Epidemiology studies indicate that diet or specific dietary components can reduce the risk for cancer, cardiovascular disease and diabetes. An underlying cause of these diseases is chronic inflammation. Dietary components that are beneficial against disease seem to have multiple mechanisms of action and many also have a common mechanism of reducing inflammation, often via the NFκB pathway. Thus, a plant based diet can contain many components that reduce inflammation and can reduce the risk for developing all three of these chronic diseases. We summarize dietary components that have been shown to reduce cancer risk and two studies that show that dietary walnut can reduce cancer growth and development. Part of the mechanism for the anticancer benefit of walnut was by suppressing the activation of NFκB. In this brief review, we focus on reduction of cancer risk by dietary components and the relationship to suppression of inflammation. However, it should be remembered that most dietary components have multiple beneficial mechanisms of action that can be additive and that suppression of chronic inflammation should reduce the risk for all three chronic diseases.
Bao, Y., J. Han, F.B. Hu, E.L. Giovannucci, M.J. Stampfer, W.C. Willett, C.S. Fuchs, 2013. Association of nut consumption with total and cause-specific mortality. N Engl J Med. 369:2001-2011.

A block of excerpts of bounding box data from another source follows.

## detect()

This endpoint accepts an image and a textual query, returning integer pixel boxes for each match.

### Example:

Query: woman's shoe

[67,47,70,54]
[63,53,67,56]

Background: Increased nut consumption has been associated with a reduced risk of major chronic diseases, including cardiovascular disease and type 2 diabetes mellitus. However, the association between nut consumption and mortality remains unclear. Methods: We examined the association between nut consumption and subsequent total and cause-specific mortality among 76,464 women in the Nurses’ Health Study (1980–2010) and 42,498 men in the Health Professionals Follow-up Study (1986–2010). Participants with a history of cancer, heart disease, or stroke were excluded. Nut consumption was assessed at baseline and updated every 2 to 4 years. Results: During 3,038,853 person-years of follow-up, 16,200 women and 11,229 men died. Nut consumption was inversely associated with total mortality among both women and men, after adjustment for other known or suspected risk factors. The pooled multivariate hazard ratios for death among participants who ate nuts, as compared with those who did not, were 0.93 (95% confidence interval [CI], 0.90 to 0.96) for the consumption of nuts less than once per week, 0.89 (95% CI, 0.86 to 0.93) for once per week, 0.87 (95% CI, 0.83 to 0.90) for two to four times per week, 0.85 (95% CI, 0.79 to 0.91) for five or six times per week, and 0.80 (95% CI, 0.73 to 0.86) for seven or more times per week (P<0.001 for trend). Significant inverse associations were also observed between nut consumption and deaths due to cancer, heart disease, and respiratory disease. Conclusions: In two large, independent cohorts of nurses and other health professionals, the frequency of nut consumption was inversely associated with total and cause-specific mortality, independently of other predictors of death.